P(X=a) verses $f_X(a)$ for continuous r.v.

Question

Textbook says that for continuous r.v. the probability at a specific value is zero:

$$P(X=a) = 0$$

They say that the proof of this fact is:

$$P\Big(a\Big) \le P\Big((a-\epsilon) \le x \lt a\Big)$$

(because "a" is a subset of the range $(a-\epsilon)$ to "a").

Then if we allow epsilon to approaches zero:

$$\lim \limits_{\epsilon \to 0} P\Big((a-\epsilon) < x \lt a\Big) = \lim \limits_{\epsilon \to 0} \Big(F_X(a) - F_X(a-\epsilon)\Big)$$

therefore:

$$P(X= a) = 0$$

(note: $F_X(x) = P(X \le a)$ is the cdf of pdf $f_X(x)$)
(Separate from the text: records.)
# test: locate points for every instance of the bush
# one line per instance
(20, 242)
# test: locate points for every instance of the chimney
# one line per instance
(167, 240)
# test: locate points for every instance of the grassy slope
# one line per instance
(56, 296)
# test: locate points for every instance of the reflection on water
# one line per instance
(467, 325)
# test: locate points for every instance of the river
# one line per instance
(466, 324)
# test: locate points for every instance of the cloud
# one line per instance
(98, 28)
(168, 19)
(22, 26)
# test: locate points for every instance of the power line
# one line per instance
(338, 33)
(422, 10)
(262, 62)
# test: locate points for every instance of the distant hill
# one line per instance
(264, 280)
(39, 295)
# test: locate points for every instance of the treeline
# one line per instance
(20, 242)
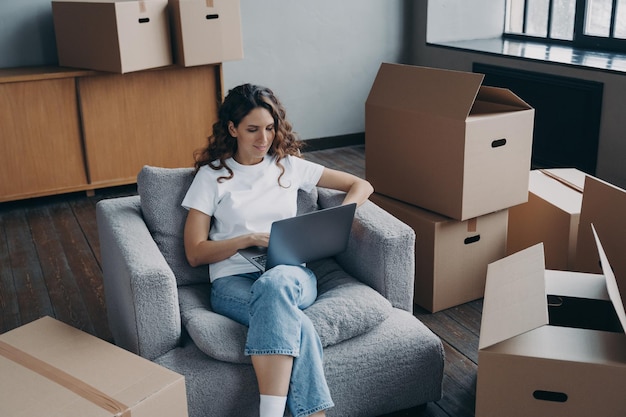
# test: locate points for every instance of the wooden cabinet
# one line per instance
(67, 130)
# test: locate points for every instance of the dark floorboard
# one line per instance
(50, 265)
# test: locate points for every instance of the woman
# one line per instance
(247, 177)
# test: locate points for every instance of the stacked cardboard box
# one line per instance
(130, 35)
(48, 368)
(448, 156)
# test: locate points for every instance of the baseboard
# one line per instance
(333, 142)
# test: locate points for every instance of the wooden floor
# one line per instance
(50, 265)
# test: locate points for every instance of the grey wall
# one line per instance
(432, 22)
(319, 57)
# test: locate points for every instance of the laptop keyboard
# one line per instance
(261, 259)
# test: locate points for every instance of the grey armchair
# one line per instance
(378, 357)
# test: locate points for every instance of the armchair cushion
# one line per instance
(345, 308)
(161, 191)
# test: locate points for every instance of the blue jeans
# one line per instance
(271, 305)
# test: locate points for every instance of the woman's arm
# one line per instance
(357, 190)
(201, 251)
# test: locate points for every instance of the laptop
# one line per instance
(304, 238)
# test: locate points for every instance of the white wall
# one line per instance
(319, 57)
(611, 164)
(463, 20)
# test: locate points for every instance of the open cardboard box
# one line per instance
(528, 366)
(440, 140)
(551, 216)
(48, 368)
(472, 244)
(604, 206)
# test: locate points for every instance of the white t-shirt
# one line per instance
(249, 202)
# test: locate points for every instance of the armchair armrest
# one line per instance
(139, 286)
(381, 251)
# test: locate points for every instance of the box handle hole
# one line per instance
(471, 239)
(498, 142)
(557, 397)
(555, 301)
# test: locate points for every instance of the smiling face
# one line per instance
(254, 134)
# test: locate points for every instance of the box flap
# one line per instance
(444, 93)
(570, 177)
(576, 285)
(611, 283)
(501, 96)
(515, 296)
(555, 191)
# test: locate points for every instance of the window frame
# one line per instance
(580, 40)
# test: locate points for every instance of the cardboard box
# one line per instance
(451, 256)
(551, 216)
(112, 35)
(439, 140)
(529, 367)
(604, 206)
(206, 31)
(48, 368)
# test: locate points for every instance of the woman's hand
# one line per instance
(201, 251)
(357, 189)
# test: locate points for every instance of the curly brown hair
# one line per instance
(239, 102)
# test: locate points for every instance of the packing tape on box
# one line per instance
(64, 379)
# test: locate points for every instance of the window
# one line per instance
(587, 24)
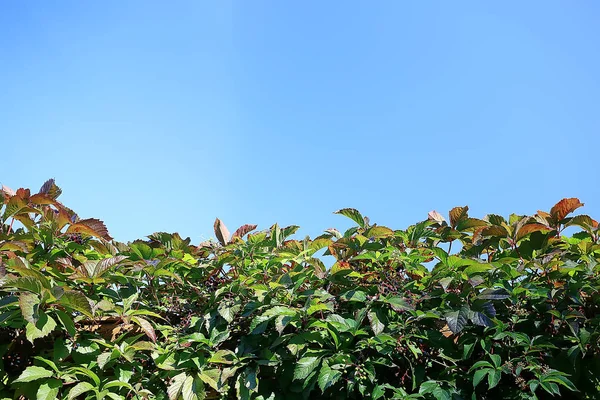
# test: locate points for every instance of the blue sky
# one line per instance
(161, 116)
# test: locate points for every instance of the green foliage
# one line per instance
(513, 314)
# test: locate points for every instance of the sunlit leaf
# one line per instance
(564, 208)
(92, 227)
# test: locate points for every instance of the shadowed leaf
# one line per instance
(91, 227)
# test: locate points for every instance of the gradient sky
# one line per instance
(161, 116)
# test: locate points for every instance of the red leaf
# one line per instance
(564, 208)
(90, 226)
(530, 228)
(243, 230)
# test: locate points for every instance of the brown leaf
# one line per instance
(242, 231)
(530, 228)
(90, 226)
(564, 208)
(457, 214)
(50, 189)
(221, 232)
(41, 199)
(436, 216)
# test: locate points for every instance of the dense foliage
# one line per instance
(457, 308)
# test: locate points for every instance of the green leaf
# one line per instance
(29, 283)
(33, 373)
(222, 357)
(398, 304)
(496, 360)
(146, 327)
(76, 301)
(327, 377)
(229, 312)
(494, 294)
(378, 392)
(376, 325)
(176, 386)
(305, 367)
(49, 390)
(193, 389)
(29, 304)
(79, 389)
(494, 377)
(480, 319)
(354, 295)
(42, 328)
(353, 214)
(66, 321)
(103, 359)
(457, 320)
(479, 375)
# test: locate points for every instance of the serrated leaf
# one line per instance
(480, 319)
(457, 214)
(327, 377)
(398, 304)
(353, 214)
(528, 229)
(228, 312)
(469, 224)
(494, 294)
(193, 389)
(305, 367)
(66, 321)
(33, 373)
(50, 189)
(92, 227)
(42, 328)
(457, 320)
(77, 301)
(354, 295)
(281, 322)
(176, 386)
(479, 375)
(242, 231)
(493, 378)
(79, 389)
(146, 327)
(376, 325)
(103, 359)
(436, 216)
(49, 390)
(29, 304)
(222, 357)
(564, 208)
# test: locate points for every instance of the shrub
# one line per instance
(511, 313)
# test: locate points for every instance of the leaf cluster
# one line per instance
(511, 313)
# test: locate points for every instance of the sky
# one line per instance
(161, 116)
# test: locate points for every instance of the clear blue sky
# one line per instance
(161, 116)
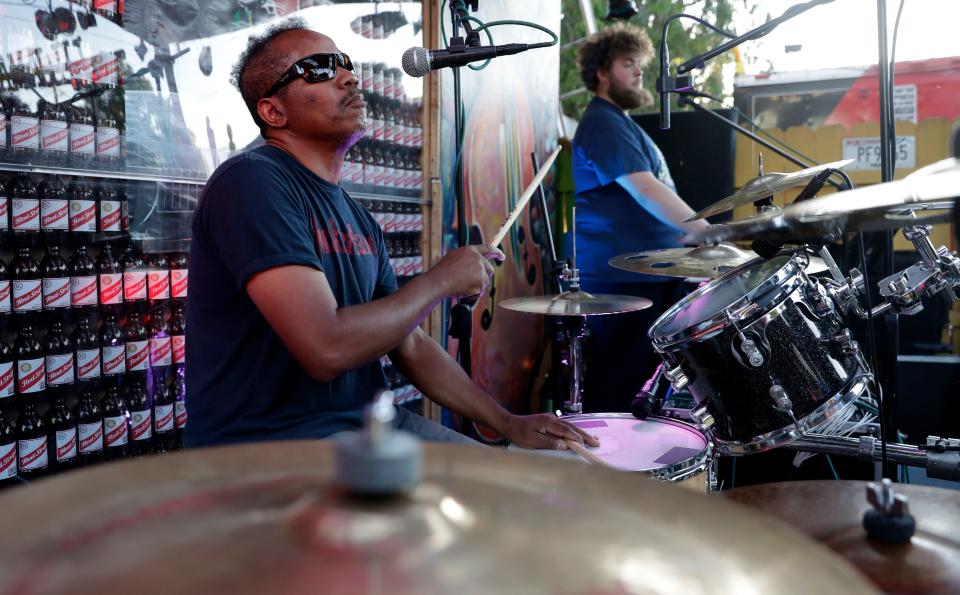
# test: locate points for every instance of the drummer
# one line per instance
(293, 301)
(626, 202)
However, a paragraph later in the textbook, it says that the pdf of continuous r.v. has the property:

$$f_{X}(x) \ge 0$$

My question is this: What's the difference between $P(X=a)$ and $f_X(a)$? shouldn't it be : $f_{X}(a) = 0$

without the greater than sign?

Answer 1

A continuous RV has no probability mass function (PMF) $p$ since a requirement for a PMF is that the sum of the PMF values is $1$. Attempting to define a PMF $p$ for a continuous RV $X$ leads to $p(a)=\int_a ^a f(x)\text{d}x=0.$ Therefore, we cannot obtain $\sum_{-\infty < a<\infty}p(a)=1$ for a continuous $X$.

Also, we cannot have $f(x)=0$ for all $x$ since (letting $S$ denote the sample space) we need $$\mathbb{P}(X\in S)=\int_{\mathbb R}f(x)\text{d}x=1.$$

The analogue of the PMF for a continuous RV $X$ is a function (PDF) $f$.

Continuous case:

• $f\ge 0$,
• $\mathbb P(X \in A)=\int_A f(x)\text{d}x$,
• $\int_{-\infty}^\infty f(x)\text{d}x=1$

Discrete case:

• $p\ge 0$,
• $\mathbb{P}(X\in A)=\sum_{x\in A}p(a),$
• $\sum_{-\infty<a<\infty}p(a)=1.$

Answer 2

For discrete r.v:

$$P(X=a) = f_X(a)$$

However, for continuous r.v.:

$$P(X=a) \ne f_X(a)$$

It equals:

$$P(X=a) = \lim \limits_{\epsilon \to 0} \int \limits^{a+\epsilon}_{a}f_x(v)~dv = 0$$

because:

$$P(a<X<b) = \int \limits^{b}_{a}f_x(v)~ dv = 0$$